In a 7-to-2 decision, the majority ruled against the employer’s strict exhaustion arguments and in favor of the employees who, with the support of the EEOC, advocated a more permissive standard. Justice Kennedy stated:

“If a filing is to be deemed a charge it must be reasonably construed as a request for the agency to take remedial action to protect the employee’s rights or otherwise settle a dispute between the employer and the employee”.

If the litigants had been represented by counsel, one wonders whether the ruling would have had a different outcome as the Court noted that under its

“...permissive standard a wide range of documents might be classified as charges. But this result is consistent with the design and purpose of the ADEA. Even in the formal litigation context, pro se litigants are held to a lesser pleading standard than other parties.”

The ruling is in marked contrast with last year’s Ledbetter v. Goodyear Tire and Rubber Co. where the court ruled 5 to 4 that employees complaining about discrimination in pay forfeited their right to sue if they did not file a formal complaint with the Equal Employment Opportunity Commission within 180 days of a manager’s discriminatory pay decision. The different outcomes result from the language in the relevant statutes.

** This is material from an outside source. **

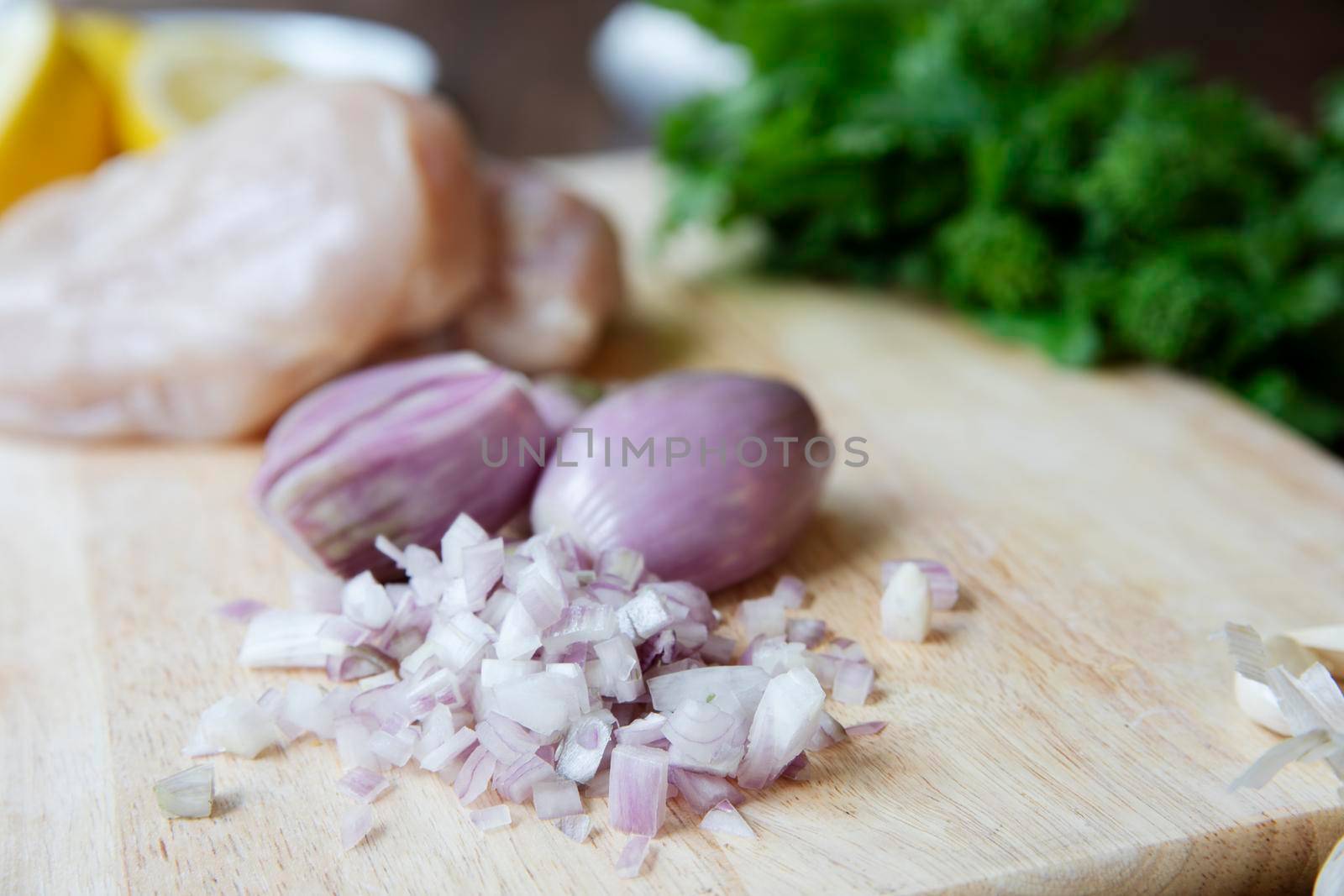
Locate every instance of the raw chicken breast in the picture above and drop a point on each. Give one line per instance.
(198, 291)
(554, 278)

Both Title VII and the ADA expressly require the filing of a verified charge, the ADEA does not and lower courts have permitted ADEA claims to proceed upon the filing of an Intake Questionnaire, letter or other unverified document.

In a strong dissent, Justice Thomas criticized the malleability of the Court’s decision stating:

“Today the Court decides that a “charge” of age discrimination under the Age Discrimination in Employment Act of 1967 (ADEA) is whatever the Equal Employment Opportunity Commission (EEOC) says it is…..Today’s decision does nothing—absolutely nothing—to solve the problem that under the EEOC’s current processes no one can tell, ex ante, whether a particular filing is or is not a charge.”